こどもの日。早起きしてバイクを出した。レインボーブリッジ、東京ゲートブリッジ、羽田空港と巡って帰ってきた。

ちょうどこのまえ伊豆に出かけたときと同じ時間に走れば、いつも詰まって流れない通りもスカスカで気持ちよく回れるんじゃないかとおもった。五時に起きて六時に出る。環七をくだっていけば羽田空港には着くのだけれど、それよりも都心をめぐりなおすことに好奇心があって、新宿、四谷、永田町、虎ノ門ととおった。

新宿までの道をいちども止まらずに進めたことにまず感動があった。新宿のまわりは道が混んでいなくてもほとんど誰も横切らない信号のために足止めされるのが多かった気がした。歩行者はまずまずいたけれど、これから寝に帰るひとといま起きて出てきたひとがどれくらいの比で混ざっているのかはあんまりみていなかった。

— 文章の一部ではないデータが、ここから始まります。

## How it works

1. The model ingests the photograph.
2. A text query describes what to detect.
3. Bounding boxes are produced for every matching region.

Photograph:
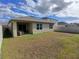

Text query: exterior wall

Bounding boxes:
[54,25,79,33]
[32,23,53,33]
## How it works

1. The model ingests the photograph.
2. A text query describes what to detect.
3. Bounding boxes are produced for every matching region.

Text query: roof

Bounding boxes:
[11,16,56,23]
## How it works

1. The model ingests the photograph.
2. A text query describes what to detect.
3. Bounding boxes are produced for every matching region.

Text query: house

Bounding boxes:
[54,23,79,33]
[9,17,56,37]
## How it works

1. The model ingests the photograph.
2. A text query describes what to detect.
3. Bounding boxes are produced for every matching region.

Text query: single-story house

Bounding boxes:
[0,17,56,38]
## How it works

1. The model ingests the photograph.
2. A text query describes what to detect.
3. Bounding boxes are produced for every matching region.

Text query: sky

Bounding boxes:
[0,0,79,23]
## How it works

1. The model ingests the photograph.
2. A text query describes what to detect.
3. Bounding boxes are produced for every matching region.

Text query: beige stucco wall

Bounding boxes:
[32,23,53,33]
[54,25,79,33]
[0,25,3,59]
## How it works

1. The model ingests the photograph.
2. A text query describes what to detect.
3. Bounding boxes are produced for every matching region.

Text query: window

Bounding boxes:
[49,24,54,29]
[37,24,42,30]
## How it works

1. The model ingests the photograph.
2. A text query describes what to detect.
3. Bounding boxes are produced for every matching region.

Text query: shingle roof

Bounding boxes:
[11,17,56,23]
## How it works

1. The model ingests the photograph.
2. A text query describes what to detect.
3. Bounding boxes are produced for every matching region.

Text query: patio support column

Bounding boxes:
[13,21,17,37]
[0,25,3,59]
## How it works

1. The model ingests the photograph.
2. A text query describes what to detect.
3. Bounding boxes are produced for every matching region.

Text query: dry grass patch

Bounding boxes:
[2,32,79,59]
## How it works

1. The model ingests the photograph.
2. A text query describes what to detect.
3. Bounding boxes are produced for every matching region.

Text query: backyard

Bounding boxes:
[2,32,79,59]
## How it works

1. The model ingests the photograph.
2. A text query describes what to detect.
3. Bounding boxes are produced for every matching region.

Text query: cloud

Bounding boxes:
[35,0,72,14]
[57,0,79,17]
[0,4,26,17]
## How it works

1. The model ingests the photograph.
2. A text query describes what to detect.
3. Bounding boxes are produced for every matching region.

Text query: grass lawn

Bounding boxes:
[2,32,79,59]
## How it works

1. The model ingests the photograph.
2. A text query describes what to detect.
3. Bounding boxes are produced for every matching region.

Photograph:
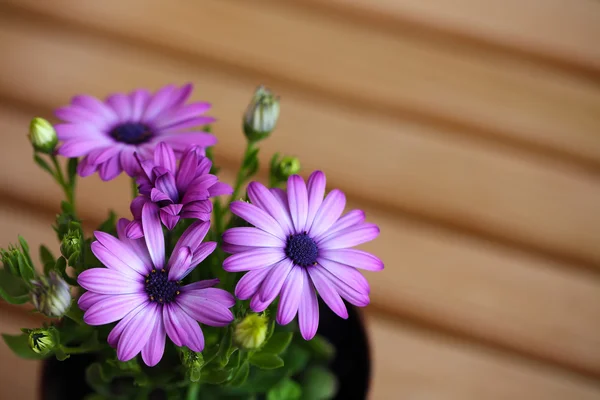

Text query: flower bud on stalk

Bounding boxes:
[28,118,58,154]
[233,314,269,350]
[31,271,71,318]
[244,86,279,142]
[29,329,58,355]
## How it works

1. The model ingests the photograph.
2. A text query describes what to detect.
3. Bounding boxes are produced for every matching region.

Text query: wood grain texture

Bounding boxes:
[2,0,600,166]
[0,107,600,376]
[0,12,600,272]
[303,0,600,73]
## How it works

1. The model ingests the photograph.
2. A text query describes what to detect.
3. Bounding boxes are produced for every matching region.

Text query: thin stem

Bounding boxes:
[186,382,200,400]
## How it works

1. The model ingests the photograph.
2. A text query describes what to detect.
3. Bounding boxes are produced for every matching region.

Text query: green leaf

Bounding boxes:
[229,361,250,387]
[305,335,335,361]
[267,378,302,400]
[67,158,79,184]
[0,268,29,304]
[250,353,283,369]
[2,333,45,360]
[33,153,54,176]
[40,245,56,266]
[260,332,294,354]
[302,367,337,400]
[17,254,35,283]
[200,369,229,385]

都内の景色は虎ノ門まで。その先の新橋とか汐留はその地下をもぐったからみなかった。虎ノ門の交差点にいきなりおおきなトンネルが口をひらいて待っているのに吸い込まれていった。築地虎ノ門トンネルと書いてあるのをみた。このまえのオリンピックのときにできた新しいトンネルらしい。地下をぐねぐねちいさいカーブが連続しているのを通り抜けて、築地大橋、勝どき陸橋などわたる。

地図アプリがここいらで曲がってくれというので右折レーンにはいって止まったら豊洲市場の建物がみえた。そこで朝ごはんを食べることもできたのかも。とはいえ駐輪場があるかどうかも知らないで向かってもあわてるだけだからやめておこう。

有明のほうからレインボーブリッジにはいろうとして、いちど東京テレポート駅のところでややこしい方向転換をする。前にも通ったはずなんだけれど、こんな入口だったっけ、とおもいだせない入口のところに、自転車や原付は侵入禁止と書いてあるからきっとそうなんだろう。どうせ前にも後ろにも車はいないとおもって気楽に通った。降りて芝浦で旋回してもういちど入りなおして一往復した。誰もいないところを心地よく快走した。朝のレインボーブリッジはいい穴場かもしれないとおぼえた。

湾岸道路にもどったらこんどは千葉方向にいちど離れてから新木場若洲線にはいる。それで東京ゲートブリッジをとおる。これはこっちの向きから飛び込むのがはじめてだったのもあって、いっぽん間違えて手前の新木場駅にいってしまったのを、むやみな信号待ちと引き換えに復帰した。前に大型トラックがいてゆっくり橋をのぼっていくのにあわせてゆっくり流して、雲海をさかさまにしたみたいにまぶしい曇り空とぼうっと光る海面がつながって白くなっているのを横目にみた。

羽田空港になんとなく寄ってだいたい七時過ぎ。止まらず帰れば八時には着く見込みで、テキパキ帰るのも一興、すこし空港を冷やかすのも一興、というときにいちど止まることを選んだ。第二ターミナルの駐車場にはいっていこうとすると、バイクは別レーンに誘導されて、別棟の端のならびにみちびかれた。まだ朝早くから結構たくさん泊まっていた。ツーリングの途中に寄ったひとのというよりは、飛行機でどこかに出かけているひとのものかなと想像した。

国際線のゲートのそばからはいって、コンビニのコーヒーとメロンパンをもって展望台にあがった。ターミナルの端から中央まで歩いてさらにのぼった。ちょうどひとつ飛び立つのをながめながらメロンパンをひとつ平らげて、小一時間すごした。

環七をひたすら北に走って帰る。八時過ぎで、サイネージはしばらく順調といっているけど、不規則にブレーキを踏んでちょっとあぶなっかしい乗用車があらわれる時間になって、まあまあ滞る予兆があった。すこし退屈におもいながら帰っていった。

はじめの動機に戻れば、六時から出かければだいたい気持ちよく走れるし、八時をすぎれば滞りはじめるということをおぼえた。休憩時間もいれて三時間で 90km を流していた。オドメータは 12000km を越したところになっていた。